Nach über 33 Jahren in US-Haft hat der deutsche Schriftsteller Jens Söring über sein erstes Jahr in Freiheit ein Buch geschrieben, in dem er beteuert, unschuldig zu sein
Benedikt Vallendar
„Ich muss gar nichts“. Dieser Satz steht im Postkartenformat auf Jens Sörings Nachtisch. Und immer, wenn er morgens aufwacht, wird ihm klar, dass er nun tatsächlich dort ist, wo er immer hinwollte: In der Freiheit. Will sagen: Dass er zur Toilette gehen kann, wann er möchte, entscheiden kann, ob er sich Kaffee macht oder Saft trinkt oder es vorzieht, den Tag über gleich im Bett zu verbringen. Banale Freiheiten, über die sich der Durchschnittsbürger überhaupt keine Gedanken macht und doch für Jens Söring den Beginn eines neuen Lebensabschnitts markierten. 1986 soll er in den USA die Eltern seiner damaligen Freundin bestialisch ermordet haben; abgelegte und eigenhändig unterschriebene Geständnisse zog er später zurück und wurde doch im Juni 1990 zu zwei Mal lebenslänglich verurteilt. Die deutsche Regierung setzte sich seinerzeit nur halbherzig für ihn ein, wohl auch, um das Verhältnis zu den USA bei der bevorstehenden Wiedervereinigung nicht zu belasten.

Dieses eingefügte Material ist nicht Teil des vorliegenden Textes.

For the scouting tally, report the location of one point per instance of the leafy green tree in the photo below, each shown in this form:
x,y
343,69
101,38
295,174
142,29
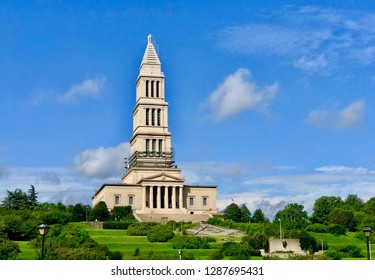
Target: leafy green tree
x,y
308,242
122,213
233,212
344,218
32,197
352,201
100,212
292,216
245,214
323,206
369,207
17,200
8,249
259,217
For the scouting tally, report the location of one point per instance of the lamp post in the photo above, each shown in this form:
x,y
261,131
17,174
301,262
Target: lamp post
x,y
43,230
280,230
367,232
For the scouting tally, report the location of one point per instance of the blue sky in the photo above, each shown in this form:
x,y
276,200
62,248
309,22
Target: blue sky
x,y
270,101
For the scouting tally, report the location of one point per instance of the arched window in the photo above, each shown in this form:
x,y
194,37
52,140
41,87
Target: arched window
x,y
157,88
147,116
147,88
159,116
153,147
147,146
160,147
153,117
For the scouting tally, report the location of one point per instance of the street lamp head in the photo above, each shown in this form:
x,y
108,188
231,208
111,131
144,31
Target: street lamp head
x,y
367,231
43,229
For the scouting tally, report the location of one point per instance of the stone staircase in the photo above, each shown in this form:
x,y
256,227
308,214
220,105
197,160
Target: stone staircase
x,y
161,217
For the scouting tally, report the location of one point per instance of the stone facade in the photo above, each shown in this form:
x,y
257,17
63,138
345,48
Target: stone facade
x,y
152,183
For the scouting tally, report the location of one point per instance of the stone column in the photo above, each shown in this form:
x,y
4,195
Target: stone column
x,y
173,197
158,198
151,201
166,197
180,198
144,198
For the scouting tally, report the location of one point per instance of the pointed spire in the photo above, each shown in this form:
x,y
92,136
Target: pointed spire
x,y
150,56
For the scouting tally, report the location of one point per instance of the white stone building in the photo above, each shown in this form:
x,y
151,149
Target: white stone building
x,y
152,183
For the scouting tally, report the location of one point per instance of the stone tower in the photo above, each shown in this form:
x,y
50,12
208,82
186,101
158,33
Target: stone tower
x,y
152,184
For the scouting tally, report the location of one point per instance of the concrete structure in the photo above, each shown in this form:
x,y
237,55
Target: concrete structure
x,y
152,183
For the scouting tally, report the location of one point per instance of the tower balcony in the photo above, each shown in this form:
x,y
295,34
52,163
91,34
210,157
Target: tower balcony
x,y
152,159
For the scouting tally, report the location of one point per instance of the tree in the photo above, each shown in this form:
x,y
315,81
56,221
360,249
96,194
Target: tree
x,y
100,212
245,214
369,207
233,212
323,206
8,249
343,218
259,217
353,202
32,197
308,242
17,200
292,216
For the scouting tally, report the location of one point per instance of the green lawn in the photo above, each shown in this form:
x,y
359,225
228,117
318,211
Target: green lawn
x,y
27,252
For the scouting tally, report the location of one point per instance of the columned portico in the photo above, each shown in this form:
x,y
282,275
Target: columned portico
x,y
152,184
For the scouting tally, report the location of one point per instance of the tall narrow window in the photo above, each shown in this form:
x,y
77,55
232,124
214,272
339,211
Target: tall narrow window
x,y
191,201
147,146
205,201
153,116
131,199
153,147
117,199
159,116
147,116
160,147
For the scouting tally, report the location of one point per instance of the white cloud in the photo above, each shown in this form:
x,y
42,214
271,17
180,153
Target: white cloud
x,y
349,117
102,162
239,93
314,64
88,88
340,169
309,36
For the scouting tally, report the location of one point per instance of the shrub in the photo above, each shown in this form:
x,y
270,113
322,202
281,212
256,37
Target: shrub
x,y
333,254
351,251
140,229
160,233
216,255
238,250
318,228
336,229
190,242
116,225
8,249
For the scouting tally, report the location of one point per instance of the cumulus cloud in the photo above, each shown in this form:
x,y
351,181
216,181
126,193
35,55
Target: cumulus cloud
x,y
102,162
239,93
349,117
340,169
88,88
313,64
313,38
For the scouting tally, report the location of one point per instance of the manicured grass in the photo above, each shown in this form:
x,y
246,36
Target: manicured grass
x,y
27,252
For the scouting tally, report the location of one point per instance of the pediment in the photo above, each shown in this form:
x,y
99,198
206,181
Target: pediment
x,y
161,177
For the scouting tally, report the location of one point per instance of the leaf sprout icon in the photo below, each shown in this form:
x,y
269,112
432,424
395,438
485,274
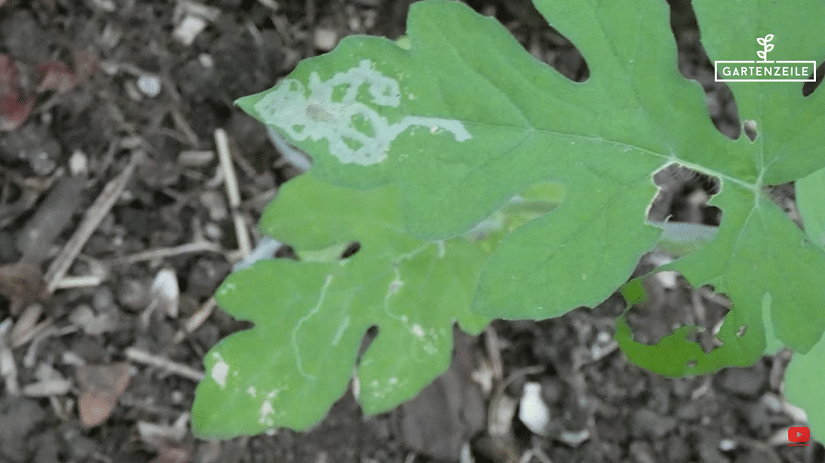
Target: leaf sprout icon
x,y
767,47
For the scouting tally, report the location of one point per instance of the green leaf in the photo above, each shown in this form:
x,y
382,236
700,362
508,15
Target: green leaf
x,y
310,317
810,200
463,119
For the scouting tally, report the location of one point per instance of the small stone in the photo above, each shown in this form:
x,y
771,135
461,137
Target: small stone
x,y
149,85
325,39
647,423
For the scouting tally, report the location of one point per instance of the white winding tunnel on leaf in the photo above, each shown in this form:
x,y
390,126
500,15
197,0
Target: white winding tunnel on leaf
x,y
321,117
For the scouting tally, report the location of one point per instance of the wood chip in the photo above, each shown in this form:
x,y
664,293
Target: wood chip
x,y
98,210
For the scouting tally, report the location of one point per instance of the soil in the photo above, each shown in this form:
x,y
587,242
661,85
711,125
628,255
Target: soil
x,y
122,100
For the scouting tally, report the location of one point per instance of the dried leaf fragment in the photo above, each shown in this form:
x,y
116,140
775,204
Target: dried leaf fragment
x,y
100,387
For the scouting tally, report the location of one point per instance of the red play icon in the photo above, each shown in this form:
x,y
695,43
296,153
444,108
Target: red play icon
x,y
799,434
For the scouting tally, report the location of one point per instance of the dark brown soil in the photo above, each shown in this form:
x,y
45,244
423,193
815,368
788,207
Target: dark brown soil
x,y
78,386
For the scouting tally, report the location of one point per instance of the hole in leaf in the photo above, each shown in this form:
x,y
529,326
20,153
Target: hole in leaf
x,y
683,197
670,303
784,196
809,88
351,250
694,64
749,127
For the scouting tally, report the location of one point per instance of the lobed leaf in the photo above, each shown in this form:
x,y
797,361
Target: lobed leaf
x,y
464,119
310,317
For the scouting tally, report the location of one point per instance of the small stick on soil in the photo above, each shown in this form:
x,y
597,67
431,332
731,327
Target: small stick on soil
x,y
179,369
102,205
8,369
197,246
232,192
195,320
494,352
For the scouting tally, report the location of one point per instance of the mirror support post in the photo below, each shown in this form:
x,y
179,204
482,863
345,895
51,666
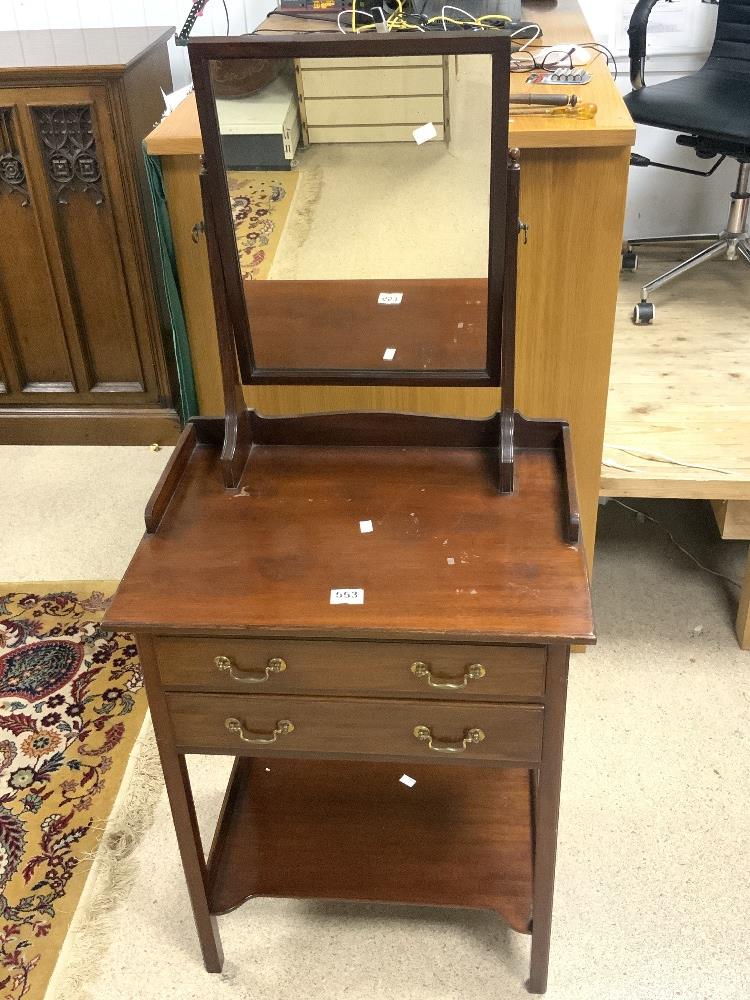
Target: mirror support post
x,y
508,334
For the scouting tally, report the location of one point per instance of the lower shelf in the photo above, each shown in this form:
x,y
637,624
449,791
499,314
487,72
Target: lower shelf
x,y
352,831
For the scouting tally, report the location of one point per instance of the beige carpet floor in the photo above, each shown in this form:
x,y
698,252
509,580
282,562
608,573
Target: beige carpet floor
x,y
652,888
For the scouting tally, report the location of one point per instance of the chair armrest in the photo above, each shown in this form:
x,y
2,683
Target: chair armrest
x,y
637,31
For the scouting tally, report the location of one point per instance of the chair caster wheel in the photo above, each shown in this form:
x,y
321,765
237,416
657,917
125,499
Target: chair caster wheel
x,y
644,313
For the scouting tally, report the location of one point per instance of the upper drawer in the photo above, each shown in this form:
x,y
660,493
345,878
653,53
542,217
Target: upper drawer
x,y
374,110
383,82
294,666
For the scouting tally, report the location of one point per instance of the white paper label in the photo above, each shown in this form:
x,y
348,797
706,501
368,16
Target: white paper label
x,y
424,133
343,595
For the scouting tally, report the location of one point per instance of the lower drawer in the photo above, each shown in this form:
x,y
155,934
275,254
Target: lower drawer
x,y
355,727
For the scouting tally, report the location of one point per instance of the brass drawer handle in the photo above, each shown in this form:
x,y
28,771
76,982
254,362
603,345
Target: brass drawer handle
x,y
274,666
283,726
472,673
424,733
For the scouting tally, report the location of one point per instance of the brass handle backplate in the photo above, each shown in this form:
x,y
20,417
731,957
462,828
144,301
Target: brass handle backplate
x,y
283,726
274,666
424,734
472,673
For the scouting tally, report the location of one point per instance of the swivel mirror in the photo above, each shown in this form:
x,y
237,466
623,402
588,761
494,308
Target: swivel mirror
x,y
359,203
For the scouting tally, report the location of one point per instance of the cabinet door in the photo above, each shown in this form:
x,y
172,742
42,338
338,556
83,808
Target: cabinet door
x,y
34,355
78,318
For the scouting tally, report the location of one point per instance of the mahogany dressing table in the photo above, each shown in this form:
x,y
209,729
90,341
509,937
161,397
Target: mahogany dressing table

Ostdeutscher Priester als Wegbegleiter
Geholfen bei den ersten Schritten in der Freiheit hat Söring unter anderem der katholische Seelsorger und gebürtige Sachsen-Anhaltiner Bernd Kaut (76), der ihn in seiner Haftzeit begleitet und zum katholischen Glauben bekehrt hat. Über einige Jahre leitete Söring im Gefängnis eine Meditations- und Glaubensgruppe, verfasste sechs Bücher und hielt den Kontakt zur Außenwelt, seinen Unterstützern, die bis heute an seine Unschuld glauben. Dass sie weiter in diesem Glauben bleiben, ist Söring ein großes Anliegen, sagt er. Der Glaube an Sörings Unschuld ist der weltanschauliche Kitt, der die Gruppe zusammenhält, ähnlich wie bei einer Sekte, haben kritische Beobachter wiederholt angemerkt und darauf verwiesen, dass die Gruppenikone der Söring-Jünger nur auf Bewährung freigelassen wurde. Bezeichnend ist, dass Interviewanfragen kritischer Journalisten konsequent abgeblockt werden und Sörings bisherige Talkshowauftritte nach fest gelegtem Drehbuch abliefen.
PR-Profis im Schlepptau
Seit seiner Freilassung wohnt Söring bei einer Gastfamilie in Hamburg, bestreitet seinen Lebensunterhalt aus Buchtantiemen und möchte in wenigen Wochen die erste eigene Wohnung beziehen, sagt er. Hartz IV habe er nie beantragt, auch um sich nicht in „neue Unfreiheit“ zu begeben, heißt es aus seinem Unterstützerkreis. Der Besuch im Radiostudio des SWR war nur einer von vielen, denn seit seiner Freilassung tingelt Söring von einem Sender zum nächsten, betreut von Leuten, die im Hintergrund darauf achten, dass er stets das Richtige und bloß nichts Falsches sagt.
Alleine aufs Bad
Dementsprechend feinfühlig und mit ausgerichteten Antennen beschreibt Söring in seinem siebten und jüngst erschienenen Buch „Rückkehr ins Leben“ (C. Bertelsmann 2021) seine ersten Schritte in der Freiheit, für die er so lange gekämpft hat. Das gute Essen, die frischen Gerüche oder allein die Tatsache, dass er sich alleine aufs Bad zurückziehen kann, ohne beobachtet zu werden, bilden nur einen Teil dessen ab, was das neue Leben außerhalb der Knastmauern ausmacht. Seinen Lebensunterhalt möchte Söring künftig als Lebensberater und Vortragsredner bestreiten, sagt er, Menschen dabei helfen, mit Krisensituationen umzugehen, nicht zu verzweifeln und nicht aufzugeben, auch wenn die Lage noch so aussichtslos erscheint.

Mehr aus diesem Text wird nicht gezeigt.